Kino-Amokläufer James Eagan Holmes Todesstrafe oder Therapie

WASHINGTON · Als Richter Carlos Samour die 24 aus ursprünglich 9000 Kandidaten ausgewählten Geschworenen in ihr letztes freies Wochenende vor dem Start des Kino-Mörder-Prozesses von Aurora schickte, ließ er sie nicht im Unklaren: "Sie werden schreckliche Fotos und Videos sehen und furchtbare Berichte über Tod, Verlust und Verletzungen hören. Behalten Sie trotzdem einen offenen Geist. Der Angeklagte gilt bis auf weiteres als unschuldig."

 Ein Amokläufer oder ein Mörder? James Holmes im Juli 2012 vor Gericht.

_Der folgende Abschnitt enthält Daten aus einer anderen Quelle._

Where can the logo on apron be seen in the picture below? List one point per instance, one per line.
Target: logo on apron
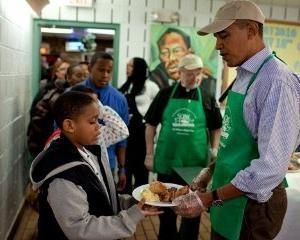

Ein Amokläufer oder ein Mörder? James Holmes im Juli 2012 vor Gericht.

Foto: dpa

Schon am heutigen Nachmittag wird sich dieser Eindruck im Arapahoe County District Court verflüchtigen. Dann beginnt in Centennial bei Denver im US-Bundesstaat Colorado mit langer Verspätung der Prozess gegen James Eagan Holmes. Der 27-jährige ehemalige Student der Neurowissenschaften muss sich wegen mehrfachen Mordes und rund 170 weiterer Straftaten von Waffenmissbrauch bis zur Bedrohung von Sicherheitskräften verantworten.

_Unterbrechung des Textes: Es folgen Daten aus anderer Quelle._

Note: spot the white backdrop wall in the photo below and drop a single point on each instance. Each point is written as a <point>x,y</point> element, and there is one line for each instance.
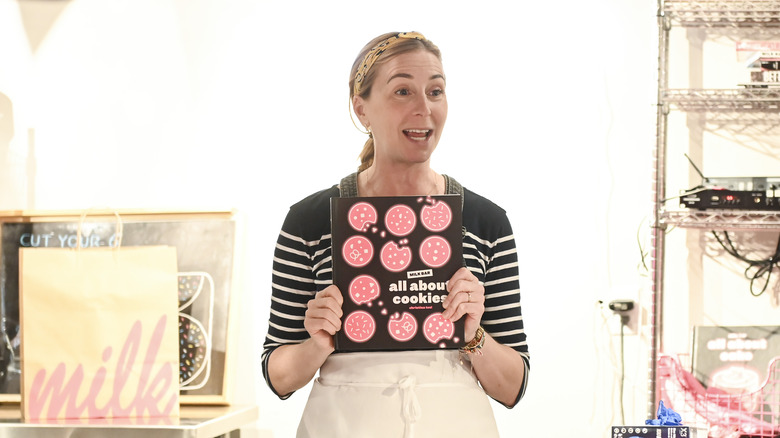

Er war am 20. Juli 2012 im Century 16-Multiplex-Kino im Vorort Aurora während der Premiere des Batman-Filmes "The Dark Knight Rises" mit Gasmaske und Schutzweste in einen der Säle gestürmt und hatte mit einem Sturmgewehr das Feuer eröffnet. Zwölf Menschen starben, fast 60 wurden teilweise schwer verletzt. Ein typischer Fall: Caleb Medley. Nach Kopfschüssen sitzt er linksseitig gelähmt im Rollstuhl. "Sein Sprachvermögen ist sehr eingeschränkt", sagte Ehefrau Katie. Trotzdem will Medley in den Zeugenstand treten.

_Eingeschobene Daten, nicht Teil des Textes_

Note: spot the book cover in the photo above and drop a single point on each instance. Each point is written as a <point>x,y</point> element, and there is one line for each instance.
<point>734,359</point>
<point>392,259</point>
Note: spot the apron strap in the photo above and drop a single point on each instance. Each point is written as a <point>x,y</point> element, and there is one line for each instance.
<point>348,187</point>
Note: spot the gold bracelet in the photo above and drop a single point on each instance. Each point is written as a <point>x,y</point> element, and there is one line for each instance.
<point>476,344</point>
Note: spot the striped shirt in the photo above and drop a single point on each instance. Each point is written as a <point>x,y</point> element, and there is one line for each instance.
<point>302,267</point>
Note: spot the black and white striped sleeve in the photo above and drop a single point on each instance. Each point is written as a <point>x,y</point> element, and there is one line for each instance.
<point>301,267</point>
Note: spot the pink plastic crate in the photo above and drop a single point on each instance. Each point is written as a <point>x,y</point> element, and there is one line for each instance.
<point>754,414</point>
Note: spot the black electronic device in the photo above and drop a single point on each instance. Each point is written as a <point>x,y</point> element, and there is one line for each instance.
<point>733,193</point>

James Holmes wurde am Hintereingang des Kinos von der Polizei überwältigt. Er hat die Taten gestanden, plädierte bereits kurz nach dem Massaker auf "nicht schuldig". Seine Anwälte erklärten, er sei "von akuten psychotischen Notständen gequält gewesen". Kurzum: unzurechnungsfähig. Staatsanwalt George Brauchler hält dagegen: "Gerechtigkeit bedeutet im Fall Holmes den Tod." Er fordert die Giftspritze.

Holmes habe die Tat lange minutiös vorbereitet, sagt der Chefankläger. Holmes' Wohnung war mit Sprengladungen gespickt, damit Polizisten bei der Rekonstruierung des Verbrechens sterben. Er kaufte vier Waffen und 6000 Schuss Munition. Außerdem hatte er in Internet-Kontaktbörsen nach Frauen gesucht, die ihn später im Gefängnis besuchen. Für die Anklage Beleg genug für die These, dass "ihm die Folgen seines Amoklaufes bekannt waren und er der Todesstrafe entgehen will, indem er sich hinter einer behaupteten Geisteskrankheit versteckt".